Duncan Fletcher said farewell to the England cricket team and insisted he still had plenty to offer.
After eight years at the helm of one of the toughest jobs in cricket, Fletcher has quit as England coach and is looking for a new job.
Although he said he stepped down for personal reasons, Fletcher said he still had plenty of ideas that were never used.
"I still had lots of ideas. I still think they should have been implemented and could have been implemented but you can't implement them overnight," Fletcher told reporters. "It takes a bit of time. Some fall into place, some don't.
"I've got ideas that I think I can help with. As far as coaching's concerned, I'm still forward thinking, I can think outside of the box and at the same time I have a skill where I can really get to basics ... I think I can cover the full spectrum."

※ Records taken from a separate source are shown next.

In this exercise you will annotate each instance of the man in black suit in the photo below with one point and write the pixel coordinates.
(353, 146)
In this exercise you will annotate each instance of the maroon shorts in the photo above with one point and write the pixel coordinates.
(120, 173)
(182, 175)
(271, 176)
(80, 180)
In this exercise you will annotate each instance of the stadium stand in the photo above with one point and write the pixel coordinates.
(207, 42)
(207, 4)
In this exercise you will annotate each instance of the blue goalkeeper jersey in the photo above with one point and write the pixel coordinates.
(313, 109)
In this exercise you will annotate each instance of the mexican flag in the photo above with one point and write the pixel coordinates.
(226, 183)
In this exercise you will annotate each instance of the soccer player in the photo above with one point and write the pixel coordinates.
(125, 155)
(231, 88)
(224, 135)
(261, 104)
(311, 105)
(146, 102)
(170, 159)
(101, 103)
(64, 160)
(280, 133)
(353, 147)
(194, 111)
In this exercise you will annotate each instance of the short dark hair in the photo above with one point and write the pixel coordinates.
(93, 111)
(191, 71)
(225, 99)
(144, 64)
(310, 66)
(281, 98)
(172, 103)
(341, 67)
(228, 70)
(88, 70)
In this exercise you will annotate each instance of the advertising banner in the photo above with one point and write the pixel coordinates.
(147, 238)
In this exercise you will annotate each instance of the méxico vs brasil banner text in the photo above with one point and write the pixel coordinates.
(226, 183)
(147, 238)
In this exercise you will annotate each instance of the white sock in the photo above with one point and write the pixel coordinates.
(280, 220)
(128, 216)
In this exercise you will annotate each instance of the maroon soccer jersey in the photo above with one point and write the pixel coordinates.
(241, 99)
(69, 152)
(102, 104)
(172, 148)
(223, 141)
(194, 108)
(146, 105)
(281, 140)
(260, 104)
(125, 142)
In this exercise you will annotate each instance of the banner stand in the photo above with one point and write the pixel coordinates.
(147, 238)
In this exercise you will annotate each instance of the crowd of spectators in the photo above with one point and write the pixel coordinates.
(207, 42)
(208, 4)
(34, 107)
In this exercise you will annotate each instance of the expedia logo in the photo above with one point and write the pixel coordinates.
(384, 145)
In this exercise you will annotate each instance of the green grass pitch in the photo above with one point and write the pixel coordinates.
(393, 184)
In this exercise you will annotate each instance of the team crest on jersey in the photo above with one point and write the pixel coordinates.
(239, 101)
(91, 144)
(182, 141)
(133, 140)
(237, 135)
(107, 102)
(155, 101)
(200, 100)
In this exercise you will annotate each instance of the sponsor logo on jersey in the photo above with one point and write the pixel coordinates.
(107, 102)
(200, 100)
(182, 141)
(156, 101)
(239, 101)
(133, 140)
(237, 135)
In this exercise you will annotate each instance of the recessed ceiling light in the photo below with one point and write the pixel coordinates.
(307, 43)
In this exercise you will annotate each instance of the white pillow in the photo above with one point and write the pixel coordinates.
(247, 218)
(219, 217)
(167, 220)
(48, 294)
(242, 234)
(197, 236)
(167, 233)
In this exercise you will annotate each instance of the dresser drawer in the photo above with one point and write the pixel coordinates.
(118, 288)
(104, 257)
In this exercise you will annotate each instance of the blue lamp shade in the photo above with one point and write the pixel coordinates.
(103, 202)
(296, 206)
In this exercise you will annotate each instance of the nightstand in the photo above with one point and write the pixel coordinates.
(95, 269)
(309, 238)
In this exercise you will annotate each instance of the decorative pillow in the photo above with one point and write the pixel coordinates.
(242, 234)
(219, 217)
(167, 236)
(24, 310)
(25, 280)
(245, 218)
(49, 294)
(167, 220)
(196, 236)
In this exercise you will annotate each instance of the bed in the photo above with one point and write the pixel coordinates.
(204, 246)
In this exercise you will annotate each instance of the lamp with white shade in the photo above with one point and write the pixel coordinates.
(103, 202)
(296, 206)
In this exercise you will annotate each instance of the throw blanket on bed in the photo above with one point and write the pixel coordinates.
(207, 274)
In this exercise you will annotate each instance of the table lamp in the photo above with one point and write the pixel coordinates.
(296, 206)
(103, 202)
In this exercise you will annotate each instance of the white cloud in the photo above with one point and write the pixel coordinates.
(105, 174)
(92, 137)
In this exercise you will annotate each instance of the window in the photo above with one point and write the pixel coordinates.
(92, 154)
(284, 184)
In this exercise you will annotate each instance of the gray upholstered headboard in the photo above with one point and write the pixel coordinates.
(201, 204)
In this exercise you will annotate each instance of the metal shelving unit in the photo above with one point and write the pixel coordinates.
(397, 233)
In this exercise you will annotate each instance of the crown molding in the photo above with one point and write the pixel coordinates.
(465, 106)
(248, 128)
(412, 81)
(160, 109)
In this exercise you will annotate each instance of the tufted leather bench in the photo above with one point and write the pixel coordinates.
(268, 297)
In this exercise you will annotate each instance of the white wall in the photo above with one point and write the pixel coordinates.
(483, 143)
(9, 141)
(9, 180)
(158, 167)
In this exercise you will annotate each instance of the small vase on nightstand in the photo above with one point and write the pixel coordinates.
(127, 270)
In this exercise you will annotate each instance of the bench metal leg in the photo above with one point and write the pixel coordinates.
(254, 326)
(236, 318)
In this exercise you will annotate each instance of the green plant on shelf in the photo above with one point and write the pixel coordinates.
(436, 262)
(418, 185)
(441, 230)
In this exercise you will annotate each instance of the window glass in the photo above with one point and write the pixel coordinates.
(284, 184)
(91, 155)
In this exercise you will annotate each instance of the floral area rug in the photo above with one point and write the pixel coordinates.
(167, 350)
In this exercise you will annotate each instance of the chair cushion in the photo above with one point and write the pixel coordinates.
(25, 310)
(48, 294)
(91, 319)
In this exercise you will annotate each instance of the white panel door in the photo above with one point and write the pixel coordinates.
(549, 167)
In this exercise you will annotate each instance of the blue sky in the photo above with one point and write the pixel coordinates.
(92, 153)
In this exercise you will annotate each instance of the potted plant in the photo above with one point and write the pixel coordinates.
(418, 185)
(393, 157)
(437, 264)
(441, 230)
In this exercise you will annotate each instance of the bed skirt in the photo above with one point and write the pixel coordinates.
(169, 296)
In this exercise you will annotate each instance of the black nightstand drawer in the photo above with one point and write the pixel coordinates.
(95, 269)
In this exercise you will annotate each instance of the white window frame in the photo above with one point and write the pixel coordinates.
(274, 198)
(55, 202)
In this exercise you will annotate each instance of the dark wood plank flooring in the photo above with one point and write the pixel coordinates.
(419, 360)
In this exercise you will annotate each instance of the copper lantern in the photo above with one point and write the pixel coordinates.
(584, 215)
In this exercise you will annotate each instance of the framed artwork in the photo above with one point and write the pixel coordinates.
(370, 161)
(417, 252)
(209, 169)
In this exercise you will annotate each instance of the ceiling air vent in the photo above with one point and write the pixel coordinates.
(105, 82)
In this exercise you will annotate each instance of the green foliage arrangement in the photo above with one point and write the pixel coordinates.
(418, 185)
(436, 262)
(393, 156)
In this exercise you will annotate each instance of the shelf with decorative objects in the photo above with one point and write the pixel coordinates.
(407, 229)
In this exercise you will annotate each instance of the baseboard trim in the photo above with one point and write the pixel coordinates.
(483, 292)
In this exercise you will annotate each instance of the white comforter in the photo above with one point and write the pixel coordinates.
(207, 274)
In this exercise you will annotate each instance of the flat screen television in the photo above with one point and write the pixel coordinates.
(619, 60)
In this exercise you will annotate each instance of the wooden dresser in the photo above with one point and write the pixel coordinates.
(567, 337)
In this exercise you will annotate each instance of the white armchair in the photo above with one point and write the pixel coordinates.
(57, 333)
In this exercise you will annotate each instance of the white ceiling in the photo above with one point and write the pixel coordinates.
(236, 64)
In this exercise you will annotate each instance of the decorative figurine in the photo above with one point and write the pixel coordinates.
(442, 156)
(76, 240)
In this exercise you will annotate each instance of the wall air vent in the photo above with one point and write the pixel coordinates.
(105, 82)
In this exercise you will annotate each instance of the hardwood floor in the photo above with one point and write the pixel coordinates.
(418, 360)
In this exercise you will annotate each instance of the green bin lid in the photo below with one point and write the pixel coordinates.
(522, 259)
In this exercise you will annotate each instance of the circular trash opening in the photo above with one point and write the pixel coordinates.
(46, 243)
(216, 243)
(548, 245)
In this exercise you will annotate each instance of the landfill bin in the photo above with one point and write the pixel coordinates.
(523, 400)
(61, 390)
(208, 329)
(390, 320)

After taking the job in 1999, Fletcher lifted England from next-to-last in cricket's ranking of eight test playing nations up to second behind Australia. The team won eight tests in a row, and then the highlight was regaining the Ashes by beating the Australians 2-1 in 2005.
After that, however, came a spectacular decline as England lost 5-0 in Australia for the first time in 86 years. Although Fletcher finished his England spell with a victory over the West Indies at the World Cup on Saturday, the team had known for several days it would not reach the semifinal.
Although Saturday's thrilling one-wicket victory papered over the cracks of a team in a lingering slump, Fletcher said he had given successor Peter Moores a side with potential.
"I think that of all the sides in world cricket today, I think the foundations are there," he told a news conference. "You look around, we're the youngest side in world cricket, not only in caps but in age to some degree.
"We've shown it the way we can play on occasions, we haven't really put it together on a consistent basis."
Fletcher said England's humiliating Ashes loss in Australia was down to being severely weakened by the absence of several players, notably captain Michael Vaughan, opener Marcus Trescothick and swing bowler Simon Jones.
"I see the reason for what's happened over the past year. But I think that what happens is that my reasons don't make a good story," he said. "You've got to blame someone and you've got to find the reasons so that you can blame an individual.
"My reasons are that we were a side that had a lot of injuries. It's not only been proven with our side, it's been proven with other sides. Australia went to New Zealand with minus three and they only lost because they were missing three key players. We go to Australia with three or four missing a test series and that's not a good reason, it's (seen as) an excuse."
Fletcher's departure comes at a time when several test team coaches are also on the move so that, even at age 58, he believes he still has plenty to offer.
"I was really honored to coach England and I think it's the best job in the world at the moment," he said. "I think the job's pretty good. When I got the job not many people wanted it. Now everyone's clamoring for it."